In 1974, his story "Robot" won a third prize in the O. Henry Awards, and in 1981 he won the Morton Douwen Zabel award for fiction from the American Academy and Institute of Arts and Letters.

Guy Mattison Davenport Jr. was born in Anderson, S.C., on Nov. 23, 1927, the younger child of Guy Mattison Davenport, a Railway Express agent, and Marie Fant Davenport. An older sister, Gloria Williamson of Anderson, survives him, in addition to Ms. Cox.

In 1944, Mr. Davenport quit high school to study art at Duke University. He eventually majored in classics and English literature, and won a Rhodes Scholarship in 1948. At Merton College, Oxford, he wrote the first thesis on Joyce to be accepted by the university, received a degree in literature in 1950, and returned to the United States.

After serving from 1950 to 1952 in the Army's 18th Airborne Corps he taught at Washington University in St. Louis. A meeting with Pound in 1952 solidified his interest in modern literature and led him to take a doctorate at Harvard, where he wrote his thesis on Pound's "Cantos," which helped to highlight Pound's poetic achievement in the face of his mental problems and support of fascism.

After teaching at Haverford College from 1961 to 1963, he joined the University of Kentucky faculty, where he remained until he retired in 1991, after winning the MacArthur grant with its award of $365,000.

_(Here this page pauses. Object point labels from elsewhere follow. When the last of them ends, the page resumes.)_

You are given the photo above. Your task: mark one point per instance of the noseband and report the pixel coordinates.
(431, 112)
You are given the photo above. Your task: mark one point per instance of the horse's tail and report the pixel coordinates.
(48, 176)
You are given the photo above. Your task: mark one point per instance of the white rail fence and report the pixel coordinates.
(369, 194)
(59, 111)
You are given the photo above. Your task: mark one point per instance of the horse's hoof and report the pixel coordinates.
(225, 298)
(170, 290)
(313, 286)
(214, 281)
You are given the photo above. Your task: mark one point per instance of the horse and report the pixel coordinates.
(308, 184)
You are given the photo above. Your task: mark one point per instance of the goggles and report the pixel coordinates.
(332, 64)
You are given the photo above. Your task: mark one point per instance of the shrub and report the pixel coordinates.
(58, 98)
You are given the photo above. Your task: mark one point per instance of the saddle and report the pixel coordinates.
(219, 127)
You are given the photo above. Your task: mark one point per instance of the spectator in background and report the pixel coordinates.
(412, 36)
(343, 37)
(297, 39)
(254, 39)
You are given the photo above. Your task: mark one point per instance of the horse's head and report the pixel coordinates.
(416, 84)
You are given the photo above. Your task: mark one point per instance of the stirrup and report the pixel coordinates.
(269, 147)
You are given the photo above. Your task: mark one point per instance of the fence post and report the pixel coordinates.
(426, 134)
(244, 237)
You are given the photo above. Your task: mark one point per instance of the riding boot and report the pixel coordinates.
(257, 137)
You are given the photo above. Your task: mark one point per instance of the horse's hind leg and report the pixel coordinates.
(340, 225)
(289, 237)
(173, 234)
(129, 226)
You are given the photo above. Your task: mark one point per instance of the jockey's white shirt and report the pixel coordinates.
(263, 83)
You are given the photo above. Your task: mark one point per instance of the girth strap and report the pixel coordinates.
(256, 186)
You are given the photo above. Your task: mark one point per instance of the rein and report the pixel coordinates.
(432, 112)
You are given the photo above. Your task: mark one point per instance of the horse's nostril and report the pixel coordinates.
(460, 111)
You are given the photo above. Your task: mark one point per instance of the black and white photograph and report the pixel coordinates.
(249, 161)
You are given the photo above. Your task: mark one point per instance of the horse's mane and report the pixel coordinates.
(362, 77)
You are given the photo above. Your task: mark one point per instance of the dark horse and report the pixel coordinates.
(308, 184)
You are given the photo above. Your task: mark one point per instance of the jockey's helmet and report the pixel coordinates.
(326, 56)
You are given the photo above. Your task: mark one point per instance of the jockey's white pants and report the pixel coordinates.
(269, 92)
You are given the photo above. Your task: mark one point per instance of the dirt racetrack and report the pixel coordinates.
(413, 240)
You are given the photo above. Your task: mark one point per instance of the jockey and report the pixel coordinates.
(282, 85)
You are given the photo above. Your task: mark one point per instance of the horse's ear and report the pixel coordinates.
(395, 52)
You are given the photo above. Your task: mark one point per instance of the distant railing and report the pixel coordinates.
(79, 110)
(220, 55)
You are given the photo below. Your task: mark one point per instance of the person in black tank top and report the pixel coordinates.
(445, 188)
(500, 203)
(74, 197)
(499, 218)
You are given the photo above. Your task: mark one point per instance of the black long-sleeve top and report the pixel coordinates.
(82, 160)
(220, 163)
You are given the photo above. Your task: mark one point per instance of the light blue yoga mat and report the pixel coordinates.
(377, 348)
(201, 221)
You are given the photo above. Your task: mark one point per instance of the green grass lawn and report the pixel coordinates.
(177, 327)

In 1963, he published his first book, "The Intelligence of Louis Agassiz: A Specimen Book of Scientific Writings" (Beacon), a study of a Harvard University natural philosopher. There followed some four dozen books, among them, in addition to the stories, the novel "Bicycle Rider" (1985), books on art, and even several works he illustrated, including Hugh Kenner's "Counterfeiters."

"He was an unqualified genius, so he talked over everybody's head," Erik Reece, a former student, a friend, the author of a book on Mr. Davenport's visual art and now a lecturer in Kentucky's English department, told The Louisville Courier-Journal, "but in a way that made you want to get to where he was."